Transparency or opacity of SD modifications

But now lets say its a forum and most don’t know the poster, except they post some juicy whistle blowing stuff and links. But they delete it, then a scammer recreates the SD with the links pointing to spoof/scam pages. The issue here might be that readers had before it was deleted made links to that SD telling others how good is the juicy story. Ironically this is the reason the whistle blower deleted the SD.

Please that is just an example and can be pulled apart on its merit. The idea is to see the process and technically behind it. This I believe was @tfa’s point that a destroyed SD allows it to be replaced with another SD spoofing the original that was destroyed. And the original owner may not be trusted or known, so its not always reasonable to used SD ID + Owner ID to uniquely identity a SD as being genuine. But we have to work with purely the SD ID (addr+tag+ver) to assume an SD is genuine. Obviously a contract or such legal info should include the trusted owner ID and my bad for a bad example of a contract.

1 Like

This is the crux of the problem - (for me at-least) there cannot be a notion of semi-trust. A trust is, mathematically or cryptograhically, all or none in digital world. If you didn’t trust, or even know the owner as you say, why would you expect him to be well behaved ? What makes you think that this unknown owner could not have changed the content of his SD to contain something even worse than what the new guy, equally untrusted and unknown, would put ? It’s like going to a forum where the poster is tagged anonymous and you distributing a link to his website he posted in some comment. For all you know after he gets a certain number of hits he changes content to something gross or even illegal in your country.

So if you trust someone to distribute his/her SD name, just extract the sign key too and send it along as tuple (SD::name, SD::sign-key). That would solve all your problems.

[As an aside:
You might be surprised to know version field of SD was (and i think still is) never meant to be user-facing. It is something purely for the backend - for the network to handle and resolve conflicts and churn situation in a particular way. If we figure out another mechanism which we think is better, we could even remove/replace it. That is why the version bumps etc are internally handled by safe_core and vaults. User-facing is data field. That is what they should manipulate if they need and special behaviour.]

2 Likes

I mean data field of StructuredData struct in routing crate.

Currently validity of previous owners signatures is also checked when a SD is deleted. You cannot revamp this system without specifying what happens during a deletion.

The problem is that the owner can do this without modifying version field.

I want the simple mechanism which was implemented earlier and which maintained the following invariants:

  • version 0 proves that the object has never been modified since its creation

  • version > 0 indicates the number of times the object has been modified

Safe network should be trustless. Seeing a version equals to 0 should be enough to know that a SD has not been modified. We shouldn’t have to trust A for that, because he/she may behave nicely for months and then cheat for a very specific contract.

In fact, version field has just been added on my demand in low level API (RFC 42). So no need for a complex mechanism: if user sees version 0, then he/she can be sure that SD has not been modified since its initial creation.

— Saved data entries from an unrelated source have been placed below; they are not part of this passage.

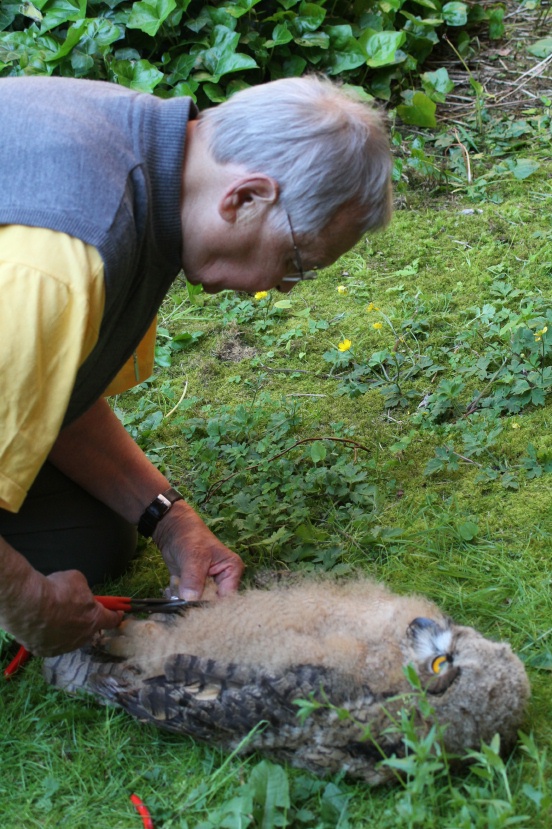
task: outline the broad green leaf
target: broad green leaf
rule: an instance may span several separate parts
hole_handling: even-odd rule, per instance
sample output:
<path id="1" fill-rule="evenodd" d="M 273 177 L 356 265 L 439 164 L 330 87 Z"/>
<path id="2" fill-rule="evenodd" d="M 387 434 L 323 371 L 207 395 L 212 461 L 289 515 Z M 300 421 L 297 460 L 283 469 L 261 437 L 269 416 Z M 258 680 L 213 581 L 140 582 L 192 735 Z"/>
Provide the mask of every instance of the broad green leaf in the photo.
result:
<path id="1" fill-rule="evenodd" d="M 224 89 L 218 83 L 203 83 L 201 88 L 214 104 L 222 104 L 226 100 Z"/>
<path id="2" fill-rule="evenodd" d="M 71 52 L 72 49 L 75 48 L 75 46 L 77 45 L 77 43 L 81 39 L 82 33 L 84 32 L 84 30 L 86 28 L 86 23 L 87 23 L 87 21 L 83 20 L 80 23 L 73 24 L 72 26 L 70 26 L 69 29 L 67 30 L 67 37 L 65 38 L 65 41 L 59 47 L 57 52 L 54 52 L 54 54 L 51 55 L 51 57 L 46 58 L 46 60 L 48 60 L 48 61 L 59 60 L 60 58 L 63 58 L 66 55 L 68 55 L 69 52 Z"/>
<path id="3" fill-rule="evenodd" d="M 320 441 L 316 441 L 315 443 L 311 443 L 310 445 L 310 456 L 314 463 L 319 463 L 319 461 L 323 461 L 326 458 L 326 447 Z"/>
<path id="4" fill-rule="evenodd" d="M 285 769 L 269 760 L 261 760 L 249 775 L 253 790 L 255 825 L 263 829 L 284 826 L 280 819 L 290 806 L 289 782 Z"/>
<path id="5" fill-rule="evenodd" d="M 293 35 L 285 23 L 278 23 L 272 32 L 272 40 L 267 40 L 265 46 L 272 48 L 273 46 L 283 46 L 293 40 Z"/>
<path id="6" fill-rule="evenodd" d="M 19 3 L 0 3 L 0 32 L 11 26 L 19 14 Z"/>
<path id="7" fill-rule="evenodd" d="M 415 92 L 411 103 L 400 104 L 397 113 L 405 124 L 415 127 L 435 127 L 436 106 L 423 92 Z"/>
<path id="8" fill-rule="evenodd" d="M 414 0 L 414 2 L 417 3 L 418 6 L 424 6 L 424 8 L 431 9 L 434 12 L 439 11 L 441 5 L 440 3 L 433 3 L 432 0 Z"/>
<path id="9" fill-rule="evenodd" d="M 138 92 L 153 92 L 163 78 L 163 73 L 148 60 L 115 60 L 111 63 L 110 70 L 121 86 Z"/>
<path id="10" fill-rule="evenodd" d="M 190 72 L 196 64 L 196 56 L 190 54 L 182 54 L 175 58 L 167 67 L 170 75 L 169 82 L 177 83 L 178 81 L 187 80 Z"/>
<path id="11" fill-rule="evenodd" d="M 293 302 L 291 299 L 280 299 L 274 303 L 274 308 L 292 308 Z"/>
<path id="12" fill-rule="evenodd" d="M 40 23 L 41 20 L 44 19 L 44 15 L 42 14 L 39 9 L 33 3 L 21 3 L 19 6 L 19 14 L 24 15 L 25 17 L 29 17 L 31 20 L 34 20 L 35 23 Z"/>
<path id="13" fill-rule="evenodd" d="M 224 4 L 224 11 L 232 17 L 239 18 L 251 11 L 253 6 L 260 2 L 261 0 L 231 0 L 231 2 Z"/>
<path id="14" fill-rule="evenodd" d="M 366 34 L 368 34 L 367 37 Z M 405 40 L 405 32 L 371 32 L 371 30 L 367 30 L 360 36 L 359 44 L 364 49 L 368 66 L 376 68 L 395 63 L 397 49 L 403 45 Z"/>
<path id="15" fill-rule="evenodd" d="M 301 37 L 294 38 L 298 46 L 318 46 L 320 49 L 327 49 L 330 45 L 330 38 L 326 32 L 305 32 Z"/>
<path id="16" fill-rule="evenodd" d="M 76 78 L 83 78 L 94 66 L 94 58 L 80 49 L 71 52 L 71 68 Z"/>
<path id="17" fill-rule="evenodd" d="M 316 3 L 301 3 L 299 12 L 293 23 L 299 34 L 315 32 L 324 22 L 326 9 Z"/>
<path id="18" fill-rule="evenodd" d="M 443 25 L 443 18 L 442 17 L 416 17 L 410 12 L 401 11 L 403 17 L 406 17 L 407 20 L 413 24 L 413 27 L 408 27 L 409 31 L 420 31 L 419 27 L 427 26 L 428 28 L 435 29 L 437 26 Z"/>
<path id="19" fill-rule="evenodd" d="M 153 37 L 175 8 L 176 0 L 140 0 L 132 6 L 127 28 Z"/>
<path id="20" fill-rule="evenodd" d="M 86 14 L 86 0 L 53 0 L 43 7 L 44 20 L 40 32 L 44 34 L 63 23 L 82 20 Z"/>
<path id="21" fill-rule="evenodd" d="M 188 299 L 192 303 L 192 305 L 200 305 L 199 302 L 199 294 L 203 292 L 203 285 L 192 285 L 191 282 L 186 280 L 186 291 L 188 293 Z"/>
<path id="22" fill-rule="evenodd" d="M 240 36 L 226 26 L 215 26 L 212 35 L 212 46 L 202 54 L 202 62 L 208 72 L 220 78 L 229 72 L 243 69 L 256 69 L 257 63 L 249 55 L 236 52 Z"/>
<path id="23" fill-rule="evenodd" d="M 305 58 L 299 55 L 292 55 L 282 64 L 282 75 L 284 78 L 298 78 L 303 74 L 307 66 Z"/>
<path id="24" fill-rule="evenodd" d="M 536 40 L 531 46 L 527 47 L 527 51 L 536 58 L 547 58 L 552 55 L 552 37 L 543 37 L 541 40 Z"/>
<path id="25" fill-rule="evenodd" d="M 398 12 L 403 2 L 404 0 L 380 0 L 378 6 L 384 14 L 389 14 L 391 11 Z"/>
<path id="26" fill-rule="evenodd" d="M 161 368 L 169 368 L 172 364 L 170 348 L 166 345 L 156 345 L 154 350 L 154 360 Z"/>
<path id="27" fill-rule="evenodd" d="M 479 532 L 479 527 L 473 521 L 463 521 L 461 524 L 458 524 L 457 530 L 458 535 L 464 541 L 473 541 Z"/>
<path id="28" fill-rule="evenodd" d="M 326 63 L 326 71 L 330 75 L 348 72 L 365 63 L 364 50 L 353 37 L 353 30 L 350 26 L 327 26 L 325 31 L 330 38 L 330 50 Z"/>
<path id="29" fill-rule="evenodd" d="M 532 158 L 517 158 L 515 164 L 512 164 L 511 170 L 515 178 L 522 180 L 532 176 L 539 167 L 539 162 Z"/>
<path id="30" fill-rule="evenodd" d="M 489 11 L 489 37 L 491 40 L 500 40 L 504 37 L 504 8 L 502 6 Z"/>
<path id="31" fill-rule="evenodd" d="M 465 3 L 458 3 L 456 0 L 452 3 L 445 3 L 442 14 L 449 26 L 465 26 L 468 22 L 468 7 Z"/>
<path id="32" fill-rule="evenodd" d="M 454 84 L 444 66 L 435 72 L 424 72 L 421 78 L 426 95 L 437 103 L 443 103 L 448 93 L 454 89 Z"/>

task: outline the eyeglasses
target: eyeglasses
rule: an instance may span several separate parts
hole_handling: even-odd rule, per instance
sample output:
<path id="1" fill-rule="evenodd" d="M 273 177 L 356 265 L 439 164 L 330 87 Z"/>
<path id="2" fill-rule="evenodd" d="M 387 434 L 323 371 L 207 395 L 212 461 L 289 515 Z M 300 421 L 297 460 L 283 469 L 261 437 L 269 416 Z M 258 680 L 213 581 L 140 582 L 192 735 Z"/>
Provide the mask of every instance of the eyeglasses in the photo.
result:
<path id="1" fill-rule="evenodd" d="M 285 213 L 289 224 L 289 232 L 291 233 L 291 241 L 293 242 L 293 251 L 295 254 L 295 267 L 297 268 L 297 272 L 290 273 L 287 276 L 284 276 L 282 282 L 304 282 L 306 279 L 316 279 L 316 270 L 303 270 L 303 261 L 301 259 L 301 254 L 299 253 L 299 248 L 297 247 L 297 242 L 295 241 L 293 225 L 291 224 L 291 219 L 289 217 L 289 213 L 287 212 L 287 210 L 285 211 Z"/>

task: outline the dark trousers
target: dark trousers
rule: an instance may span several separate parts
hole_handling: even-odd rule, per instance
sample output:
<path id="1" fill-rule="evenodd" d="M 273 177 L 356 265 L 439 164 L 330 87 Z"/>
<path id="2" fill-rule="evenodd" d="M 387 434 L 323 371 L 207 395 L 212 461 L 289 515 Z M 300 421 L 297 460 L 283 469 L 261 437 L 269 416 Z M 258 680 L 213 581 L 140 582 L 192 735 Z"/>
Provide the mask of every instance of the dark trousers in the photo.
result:
<path id="1" fill-rule="evenodd" d="M 136 554 L 136 527 L 46 462 L 0 535 L 44 575 L 80 570 L 90 586 L 115 579 Z"/>

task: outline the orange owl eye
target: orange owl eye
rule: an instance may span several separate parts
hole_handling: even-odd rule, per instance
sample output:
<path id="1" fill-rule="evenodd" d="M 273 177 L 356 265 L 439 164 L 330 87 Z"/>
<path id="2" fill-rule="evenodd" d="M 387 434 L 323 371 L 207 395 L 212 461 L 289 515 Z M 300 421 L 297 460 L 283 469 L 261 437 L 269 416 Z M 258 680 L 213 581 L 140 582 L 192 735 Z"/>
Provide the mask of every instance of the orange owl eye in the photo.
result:
<path id="1" fill-rule="evenodd" d="M 434 674 L 440 674 L 443 665 L 446 665 L 448 662 L 446 656 L 437 656 L 431 663 L 431 670 Z"/>

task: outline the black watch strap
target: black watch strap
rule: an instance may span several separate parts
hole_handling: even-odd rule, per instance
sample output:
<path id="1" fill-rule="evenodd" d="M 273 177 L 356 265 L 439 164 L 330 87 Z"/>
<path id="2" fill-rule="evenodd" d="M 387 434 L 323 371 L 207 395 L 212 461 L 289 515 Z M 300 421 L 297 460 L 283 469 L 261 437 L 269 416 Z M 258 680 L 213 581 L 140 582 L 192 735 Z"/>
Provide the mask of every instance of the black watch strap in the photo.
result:
<path id="1" fill-rule="evenodd" d="M 165 492 L 161 492 L 157 498 L 154 498 L 138 521 L 138 532 L 140 535 L 144 535 L 146 538 L 152 536 L 158 523 L 168 513 L 175 501 L 182 501 L 183 498 L 184 496 L 177 489 L 173 489 L 173 487 L 165 490 Z"/>

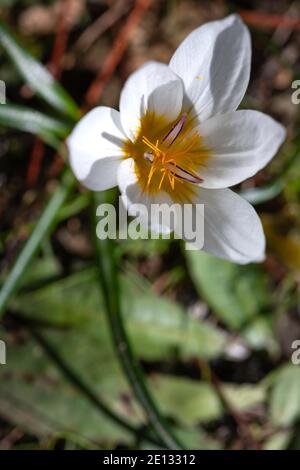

Of course this is true only If SD destruction is reimplemented as before.

I don’t agree with this - ownership and trust go hand-in-hand. If someone owns something and you rely on it, you basically trust that someone - that is the whole point about signatures - else why would people require something to be signed. What if the person did change that and version is now > 1 ? All you would know is the data is changed. That person owned that data and has every right to do so. You can demonstrate no involvement in being included or being a part of that contract and because of this you cannot say it’s violation of contract between you and him - it is clearly not, you were never a part of it in the first place. If you wanted true immutability rely on ImmutableData - which is network owned and cannot be modified. If you were a part of a contract which you did not want changed without your involvement add yourself to the owners list with equal weightage. The system that you seek (trusting someone else’s data but not that someone) seems to be fundamentally flawed.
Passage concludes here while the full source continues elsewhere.